What good would love be if it said to its spouse, “Because I love you so much, I will support your desire to sleep around with other men”? Can a man love his wife as a whore? No. Can a man love a whore as a wife? Yes. He can love his adulterous wife back into a proper wife (if she cooperates). But we love people into their good, not their destruction. Love always seeks the best for the object.


So, love is unconditional with respect to its subject, i.e., with respect to the person who exhibits the love. That person seeks the good of the other forever. It doesn’t matter whether that love is ever reciprocated. Still, love seeks that good. In this sense, God’s love is unconditional. And so is ours, if we love God. But love is not unconditional with respect to its object, i.e., with respect to the person toward whom the love is directed. Love places the highest conditions on that person, namely his truest good. It settles for nothing less than beauty of soul. It won’t dismiss sins. It won’t ignore vices. It won’t hide from the truth about who we are. Why? Because love and truth are two sides of the same coin. Love seeks a good that is only possible in a person willing to admit the truth about himself, willing to admit it and willing to change himself. In other worse, love cannot find completeness without repentance. And so, the God who loves is found throughout all of the Scriptures calling on us to do what? “Repent, for the Kingdom of Heaven is at hand!” But repentance means to turn around, to change one’s mind, to get back on the right track. Repentance assumes there is a proper path, accepts that there is a moral standard, recognizes that fulfillment is actually different from despair.
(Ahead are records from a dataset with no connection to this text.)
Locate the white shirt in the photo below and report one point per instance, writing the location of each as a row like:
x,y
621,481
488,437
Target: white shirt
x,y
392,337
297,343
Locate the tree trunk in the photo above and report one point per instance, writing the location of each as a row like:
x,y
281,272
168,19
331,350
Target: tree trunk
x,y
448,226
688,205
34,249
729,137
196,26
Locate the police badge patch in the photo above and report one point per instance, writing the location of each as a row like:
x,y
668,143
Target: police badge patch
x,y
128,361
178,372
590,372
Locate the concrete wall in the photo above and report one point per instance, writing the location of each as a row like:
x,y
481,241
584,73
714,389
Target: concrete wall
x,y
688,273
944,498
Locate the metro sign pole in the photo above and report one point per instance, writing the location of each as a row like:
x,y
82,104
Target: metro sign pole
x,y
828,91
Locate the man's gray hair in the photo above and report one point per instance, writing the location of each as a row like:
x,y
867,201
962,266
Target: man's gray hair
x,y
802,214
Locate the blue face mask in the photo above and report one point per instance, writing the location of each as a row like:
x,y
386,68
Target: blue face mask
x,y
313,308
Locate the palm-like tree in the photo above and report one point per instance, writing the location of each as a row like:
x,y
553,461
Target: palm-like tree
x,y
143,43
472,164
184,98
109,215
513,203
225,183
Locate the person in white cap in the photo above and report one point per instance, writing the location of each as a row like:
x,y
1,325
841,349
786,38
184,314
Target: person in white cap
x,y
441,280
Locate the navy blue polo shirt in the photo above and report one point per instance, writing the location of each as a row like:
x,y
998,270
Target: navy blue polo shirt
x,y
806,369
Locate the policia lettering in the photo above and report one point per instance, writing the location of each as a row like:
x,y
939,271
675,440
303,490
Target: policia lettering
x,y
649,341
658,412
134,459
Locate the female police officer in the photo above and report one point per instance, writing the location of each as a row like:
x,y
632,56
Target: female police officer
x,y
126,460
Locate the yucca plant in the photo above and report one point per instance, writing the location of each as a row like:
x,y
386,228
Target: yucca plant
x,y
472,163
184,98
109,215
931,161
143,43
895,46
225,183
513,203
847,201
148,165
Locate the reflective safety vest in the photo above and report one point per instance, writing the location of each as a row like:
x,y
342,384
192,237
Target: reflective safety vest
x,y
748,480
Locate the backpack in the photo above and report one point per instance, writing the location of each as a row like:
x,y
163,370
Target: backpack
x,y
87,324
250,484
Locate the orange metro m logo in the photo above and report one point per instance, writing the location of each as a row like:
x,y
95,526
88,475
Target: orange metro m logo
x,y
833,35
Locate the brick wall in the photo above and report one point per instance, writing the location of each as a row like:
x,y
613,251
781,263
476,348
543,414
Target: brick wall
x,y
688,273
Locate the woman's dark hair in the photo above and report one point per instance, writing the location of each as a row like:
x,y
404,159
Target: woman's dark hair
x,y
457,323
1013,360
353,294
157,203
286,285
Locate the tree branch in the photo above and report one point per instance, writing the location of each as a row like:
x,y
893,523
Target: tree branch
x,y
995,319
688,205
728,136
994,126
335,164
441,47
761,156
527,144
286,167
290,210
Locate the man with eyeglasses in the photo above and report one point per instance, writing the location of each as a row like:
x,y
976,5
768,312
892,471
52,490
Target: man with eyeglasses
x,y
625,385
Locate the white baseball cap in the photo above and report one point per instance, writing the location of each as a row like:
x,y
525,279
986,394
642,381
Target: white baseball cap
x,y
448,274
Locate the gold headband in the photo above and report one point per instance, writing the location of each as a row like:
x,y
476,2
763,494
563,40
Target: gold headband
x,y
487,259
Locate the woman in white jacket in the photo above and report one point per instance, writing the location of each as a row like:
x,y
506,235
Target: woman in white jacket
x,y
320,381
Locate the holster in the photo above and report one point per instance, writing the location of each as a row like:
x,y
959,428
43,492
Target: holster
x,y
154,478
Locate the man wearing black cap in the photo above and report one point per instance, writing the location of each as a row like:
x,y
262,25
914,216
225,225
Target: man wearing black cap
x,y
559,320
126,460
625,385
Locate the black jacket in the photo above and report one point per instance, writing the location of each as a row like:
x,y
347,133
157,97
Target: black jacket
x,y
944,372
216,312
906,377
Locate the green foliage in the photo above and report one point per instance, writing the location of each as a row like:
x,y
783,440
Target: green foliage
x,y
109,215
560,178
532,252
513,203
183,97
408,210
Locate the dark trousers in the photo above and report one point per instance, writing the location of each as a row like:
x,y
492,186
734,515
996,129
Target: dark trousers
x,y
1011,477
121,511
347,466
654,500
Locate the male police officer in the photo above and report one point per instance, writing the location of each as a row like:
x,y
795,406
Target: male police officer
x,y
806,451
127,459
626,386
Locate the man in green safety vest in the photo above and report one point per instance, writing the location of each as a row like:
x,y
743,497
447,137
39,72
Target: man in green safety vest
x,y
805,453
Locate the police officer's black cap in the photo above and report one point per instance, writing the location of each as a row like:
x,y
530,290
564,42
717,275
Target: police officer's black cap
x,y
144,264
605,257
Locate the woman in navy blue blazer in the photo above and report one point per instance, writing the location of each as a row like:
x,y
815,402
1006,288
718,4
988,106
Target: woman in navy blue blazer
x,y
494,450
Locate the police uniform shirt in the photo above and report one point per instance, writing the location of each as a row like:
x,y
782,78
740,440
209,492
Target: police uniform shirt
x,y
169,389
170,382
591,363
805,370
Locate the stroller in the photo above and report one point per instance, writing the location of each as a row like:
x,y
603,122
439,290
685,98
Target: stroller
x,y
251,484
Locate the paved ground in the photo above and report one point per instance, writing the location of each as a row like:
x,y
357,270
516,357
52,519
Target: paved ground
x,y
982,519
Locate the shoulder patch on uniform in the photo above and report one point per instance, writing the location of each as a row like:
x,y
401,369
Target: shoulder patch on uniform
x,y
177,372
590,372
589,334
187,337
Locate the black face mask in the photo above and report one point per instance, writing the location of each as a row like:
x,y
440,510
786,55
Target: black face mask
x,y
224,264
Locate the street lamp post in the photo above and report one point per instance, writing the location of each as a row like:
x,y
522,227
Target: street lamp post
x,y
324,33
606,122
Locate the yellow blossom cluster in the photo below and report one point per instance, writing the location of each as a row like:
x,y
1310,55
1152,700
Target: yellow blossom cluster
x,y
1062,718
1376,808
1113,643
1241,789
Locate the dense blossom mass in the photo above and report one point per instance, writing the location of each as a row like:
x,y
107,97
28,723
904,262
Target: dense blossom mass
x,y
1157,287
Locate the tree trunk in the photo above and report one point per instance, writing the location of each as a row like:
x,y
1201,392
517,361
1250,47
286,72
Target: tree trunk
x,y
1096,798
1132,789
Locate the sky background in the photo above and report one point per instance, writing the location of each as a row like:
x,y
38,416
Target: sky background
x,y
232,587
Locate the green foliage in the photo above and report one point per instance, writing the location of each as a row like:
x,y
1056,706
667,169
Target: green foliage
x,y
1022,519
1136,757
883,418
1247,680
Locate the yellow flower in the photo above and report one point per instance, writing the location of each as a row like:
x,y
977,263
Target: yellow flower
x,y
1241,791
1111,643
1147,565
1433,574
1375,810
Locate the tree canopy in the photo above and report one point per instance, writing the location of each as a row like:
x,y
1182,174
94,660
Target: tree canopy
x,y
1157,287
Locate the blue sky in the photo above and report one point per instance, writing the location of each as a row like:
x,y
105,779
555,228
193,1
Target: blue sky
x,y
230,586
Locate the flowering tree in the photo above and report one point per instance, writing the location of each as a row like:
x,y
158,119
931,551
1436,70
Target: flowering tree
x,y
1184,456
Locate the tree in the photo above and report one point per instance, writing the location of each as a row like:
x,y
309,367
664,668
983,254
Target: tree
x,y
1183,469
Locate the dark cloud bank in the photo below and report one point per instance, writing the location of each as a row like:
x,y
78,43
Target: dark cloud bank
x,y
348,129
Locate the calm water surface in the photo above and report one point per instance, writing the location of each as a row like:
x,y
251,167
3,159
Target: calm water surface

It is precisely this demanding, highly conditional love that we resist. We resist it because we don’t want to change for the better. We love our sins. And we demand that others love them in us. Our requirement that others love us unconditionally amounts to nothing more than that they celebrate our corruption, our moral misery, our self-isolation from divine knowledge. But true love can never do this. It can accept that a person refuses to change. God calls this hell. He allows it. But true love will never celebrate the use of human freedom to push away the calls of love that family, state, and church place upon us. How can we who were made for others find happiness in anything but those others? Not even God himself is absent from a relationship of people, for within his very nature is a Trinity of Persons. And he calls us to be his children, to be partakers of his nature, to become adopted as members of his family. Thus, our fulfillment and happiness are inextricably tied up (often in knots, yes) with other people. How right were the words of Paul Varjak to Holly Golightly in the conclusion of the film Breakfast at Tiffany’s:

You know what’s wrong with you, Miss Whoever-you-are? You’re chicken, you’ve got no guts. You’re afraid to stick out your chin and say, ‘Okay, life’s a fact, people do fall in love, people do belong to each other, because that’s the only chance anybody’s got for real happiness.’ You call yourself a free spirit, a ‘wild thing,’ and you’re terrified somebody’s gonna stick you in a cage. Well baby, you’re already in that cage. You built it yourself. And it’s not bounded in the west by Tulip, Texas, or in the east by Somali-land. It’s wherever you go. Because no matter where you run, you just end up running into yourself.